How do we choose which paths to use?

  • The analysis we did still works no matter how we choose the paths.
  • That is, the algorithm will be correct if it terminates.
  • However, the algorithm may not be efficient!!!
  • May take a long time to terminate.
  • (Or may actually never terminate?)
  • We need to be careful with our path selection to make sure the algorithm terminates quickly.
  • Using BFS leads to the Edmonds-Karp algorithm.

Karger-Stein Algorithm

Just repeating Karger’s algorithm isn’t the best use of repetition. We’re probably going to be correct near the beginning. Instead, Karger-Stein repeats when it counts. If we wait until there are n/√2 nodes left, the probability that we fail is close to 1/2. This lets us find a global minimum cut (with high probability) in an undirected graph in time O(n2 log2(n)). Notice that we can’t do better than O(n2) in a dense graph (we need to look at all the edges), so this is pretty good.

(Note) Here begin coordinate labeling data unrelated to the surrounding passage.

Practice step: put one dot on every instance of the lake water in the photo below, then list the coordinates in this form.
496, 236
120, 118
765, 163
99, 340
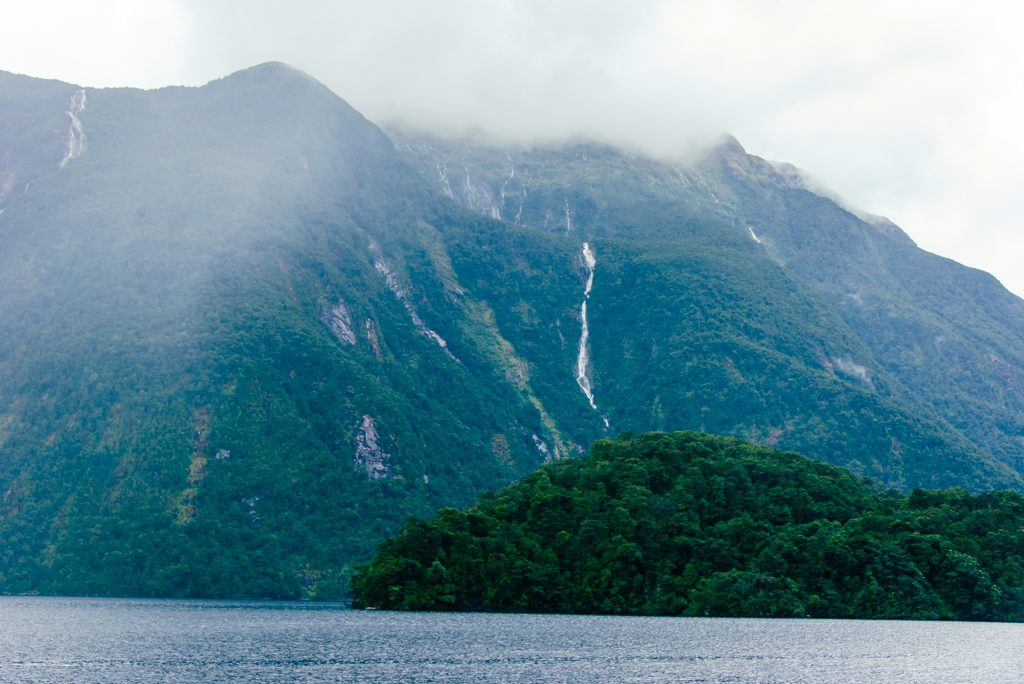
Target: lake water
122, 640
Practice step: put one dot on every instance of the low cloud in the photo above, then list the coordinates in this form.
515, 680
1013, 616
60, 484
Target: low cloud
906, 112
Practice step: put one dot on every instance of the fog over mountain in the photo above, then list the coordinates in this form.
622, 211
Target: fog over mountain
905, 113
248, 331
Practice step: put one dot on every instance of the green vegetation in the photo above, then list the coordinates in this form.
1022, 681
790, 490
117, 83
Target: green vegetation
687, 523
179, 418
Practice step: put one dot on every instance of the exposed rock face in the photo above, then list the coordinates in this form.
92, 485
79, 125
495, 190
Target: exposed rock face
374, 338
369, 455
340, 322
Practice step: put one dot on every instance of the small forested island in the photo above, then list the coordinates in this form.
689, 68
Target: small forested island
691, 524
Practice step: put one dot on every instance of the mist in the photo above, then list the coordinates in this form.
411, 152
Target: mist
904, 113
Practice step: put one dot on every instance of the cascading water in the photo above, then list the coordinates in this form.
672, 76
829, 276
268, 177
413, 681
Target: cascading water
583, 357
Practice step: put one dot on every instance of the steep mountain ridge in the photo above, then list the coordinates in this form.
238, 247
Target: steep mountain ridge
829, 259
247, 336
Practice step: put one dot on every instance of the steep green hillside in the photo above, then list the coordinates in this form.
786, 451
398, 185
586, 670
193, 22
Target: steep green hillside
246, 337
686, 523
698, 322
777, 302
223, 372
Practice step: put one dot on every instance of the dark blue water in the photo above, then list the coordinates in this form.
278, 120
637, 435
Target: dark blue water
119, 640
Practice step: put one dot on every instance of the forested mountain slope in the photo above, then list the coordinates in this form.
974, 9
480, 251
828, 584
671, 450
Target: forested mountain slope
245, 337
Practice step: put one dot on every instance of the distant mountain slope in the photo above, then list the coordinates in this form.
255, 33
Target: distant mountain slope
934, 340
245, 337
687, 523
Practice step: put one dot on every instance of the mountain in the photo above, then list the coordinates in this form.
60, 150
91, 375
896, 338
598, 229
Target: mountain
248, 333
687, 523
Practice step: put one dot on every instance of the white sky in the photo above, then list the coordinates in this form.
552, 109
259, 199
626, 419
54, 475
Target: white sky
908, 110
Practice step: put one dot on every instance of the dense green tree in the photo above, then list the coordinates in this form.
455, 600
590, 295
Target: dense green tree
687, 523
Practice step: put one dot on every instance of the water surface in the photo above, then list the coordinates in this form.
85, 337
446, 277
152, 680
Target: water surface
119, 640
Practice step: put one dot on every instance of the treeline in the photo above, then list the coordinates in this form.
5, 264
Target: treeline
690, 524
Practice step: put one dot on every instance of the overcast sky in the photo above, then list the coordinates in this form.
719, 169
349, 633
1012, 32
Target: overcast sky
907, 110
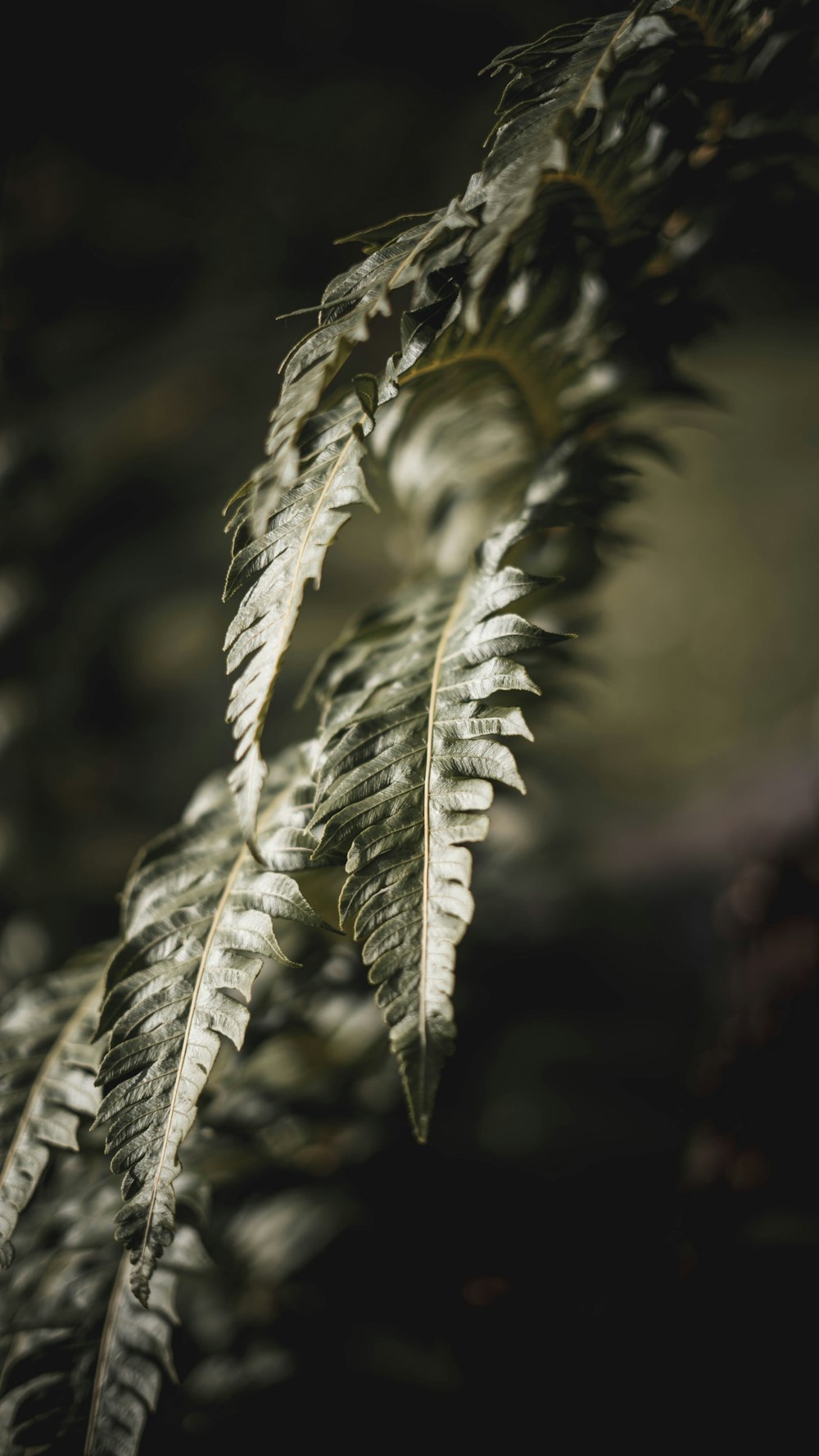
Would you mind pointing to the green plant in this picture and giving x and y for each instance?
(540, 306)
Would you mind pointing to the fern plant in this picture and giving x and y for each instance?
(530, 313)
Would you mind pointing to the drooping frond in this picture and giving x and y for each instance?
(198, 925)
(591, 147)
(287, 517)
(48, 1064)
(86, 1360)
(549, 76)
(408, 756)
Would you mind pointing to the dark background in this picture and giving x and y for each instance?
(620, 1191)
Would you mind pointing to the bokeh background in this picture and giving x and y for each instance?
(623, 1169)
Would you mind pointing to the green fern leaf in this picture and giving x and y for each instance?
(287, 515)
(198, 925)
(48, 1073)
(86, 1360)
(408, 756)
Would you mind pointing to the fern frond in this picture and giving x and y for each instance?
(287, 517)
(198, 925)
(408, 756)
(86, 1360)
(48, 1064)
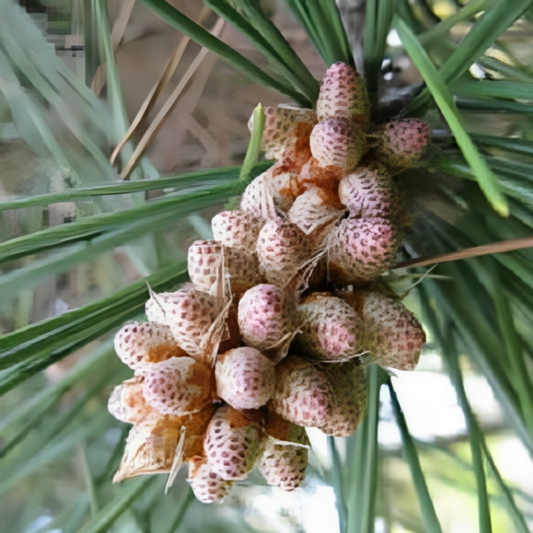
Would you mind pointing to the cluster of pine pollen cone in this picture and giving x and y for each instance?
(285, 309)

Algorithms and Commensurability

Algorithms often rely on commensurability: a common measure of value to compare items and the “distance” between them.

  • Well-measured attributes.
  • Measurements reflect latent attributes.
  • Entire populations are appropriately represented.

Wicked Problems

  1. No definitive formulation: What exactly is the goal? To generate text at a human level? At a good enough level to help with certain tasks?
  2. No stopping rule: When are you finished training? When does it count as “working”?
  3. Solutions are not true or false, but better or worse: One LLM’s output can be better than another’s, but neither is “correct”.
  4. No immediate or ultimate test of a solution: What exactly is the LLM supposed to output for a given input? Not quite sure!
  5. No safe opportunity to learn by trial-and-error: Training is very costly in terms of time and energy; failed attempts are big setbacks.